Ranked first in Europe and third globally, the UK is a global frontrunner in the development and adoption of AI technologies. The UK has an extensive AI ecosystem consisting of the catapult centres, government bodies, outstanding research institutions, accelerator programmes and a rich diversity in AI-companies. Moreover, the UK has recognised AI as a gamechanger in reaching net zero.  AI plays an important role in the sustainable energy transition by matching energy supply and demand more accurately. AI can also make industrial supply chains more sustainable by enabling predictive maintenance; creating digital twins and monitoring emissions more precisely. Dutch participants of the trade mission would like to work together with UK businesses and knowledge institutes on AI applications to help reach the goal of net zero in 2050.

Collaborating on sustainable urban mobility

The trade mission comes at an exciting time for the mobility sector. The Netherlands is known for its cycling culture, yet the Dutch government aims to shift to a higher gear with its recently published cycling policy. With a stimulus package of 50 million euro, it aims to get an extra 100,000 people commuting by bicycle over the next two and a half years in the interest of accessibility, public health and clean air. Following the launch of Active Travel England earlier this year and a widespread increase in cycling due to the Covid-19 pandemic, the volume of bicycles on the roads has increased. Sales soared to 70+% in 2020 and continue steadily, leading to a higher demand in secure and durable storing (as provided by FietsHangar) or intelligent solutions to increase safety in traffic (Sycada).

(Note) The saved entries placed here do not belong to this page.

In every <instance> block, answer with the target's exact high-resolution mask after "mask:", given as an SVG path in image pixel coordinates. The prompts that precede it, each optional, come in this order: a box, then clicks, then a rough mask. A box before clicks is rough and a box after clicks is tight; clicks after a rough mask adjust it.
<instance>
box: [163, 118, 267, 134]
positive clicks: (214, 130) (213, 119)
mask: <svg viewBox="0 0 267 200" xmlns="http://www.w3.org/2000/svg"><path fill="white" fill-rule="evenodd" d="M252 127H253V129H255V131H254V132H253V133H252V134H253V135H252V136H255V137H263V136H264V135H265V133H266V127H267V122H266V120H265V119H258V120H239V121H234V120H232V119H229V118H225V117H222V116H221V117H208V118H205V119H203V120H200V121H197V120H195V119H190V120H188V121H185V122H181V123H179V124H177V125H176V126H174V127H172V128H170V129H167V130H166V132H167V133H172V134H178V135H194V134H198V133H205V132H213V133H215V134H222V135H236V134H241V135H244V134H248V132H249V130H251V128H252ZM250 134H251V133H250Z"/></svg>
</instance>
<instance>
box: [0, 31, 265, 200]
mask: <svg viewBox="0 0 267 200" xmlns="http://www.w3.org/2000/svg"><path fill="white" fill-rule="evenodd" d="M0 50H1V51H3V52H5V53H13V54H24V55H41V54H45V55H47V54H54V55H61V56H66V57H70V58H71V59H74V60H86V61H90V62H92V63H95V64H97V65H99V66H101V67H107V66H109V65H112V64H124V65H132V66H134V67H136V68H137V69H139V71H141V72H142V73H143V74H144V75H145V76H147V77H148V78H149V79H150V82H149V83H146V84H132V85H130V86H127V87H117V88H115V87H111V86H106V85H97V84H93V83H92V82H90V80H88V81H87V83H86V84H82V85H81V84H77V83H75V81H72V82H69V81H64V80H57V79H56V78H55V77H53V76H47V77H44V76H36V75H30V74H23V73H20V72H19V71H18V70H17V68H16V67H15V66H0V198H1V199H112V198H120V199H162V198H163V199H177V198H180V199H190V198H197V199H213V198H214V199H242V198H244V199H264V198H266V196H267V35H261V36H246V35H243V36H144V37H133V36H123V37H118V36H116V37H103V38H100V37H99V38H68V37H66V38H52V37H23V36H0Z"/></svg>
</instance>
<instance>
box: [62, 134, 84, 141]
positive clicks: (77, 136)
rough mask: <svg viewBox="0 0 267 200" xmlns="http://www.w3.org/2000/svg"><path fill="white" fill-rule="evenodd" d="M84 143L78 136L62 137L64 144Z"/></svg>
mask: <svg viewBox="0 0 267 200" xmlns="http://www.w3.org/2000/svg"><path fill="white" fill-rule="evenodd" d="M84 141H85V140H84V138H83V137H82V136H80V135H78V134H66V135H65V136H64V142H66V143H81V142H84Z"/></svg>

But there’s more to sustainable mobility than the humble bicycle. In both the Netherlands and the UK, serious efforts are made in the roll out of charging facilities for electrical vehicles. The UK has the ambition to increase the number of charging facilities to 2500 in 2030 and 6000 in 2035. Dutch businesses like Leap24, providing these stations for vans and trucks servicing (ultra) low emission zones, are therefore looking forward to explore partnerships in the UK. During the trade mission, a micro mobility report by Royal HaskoningDHV will be presented to outline the UK market, as well as opportunities for Dutch businesses including as 5G development, e-cargo or last mile journeys.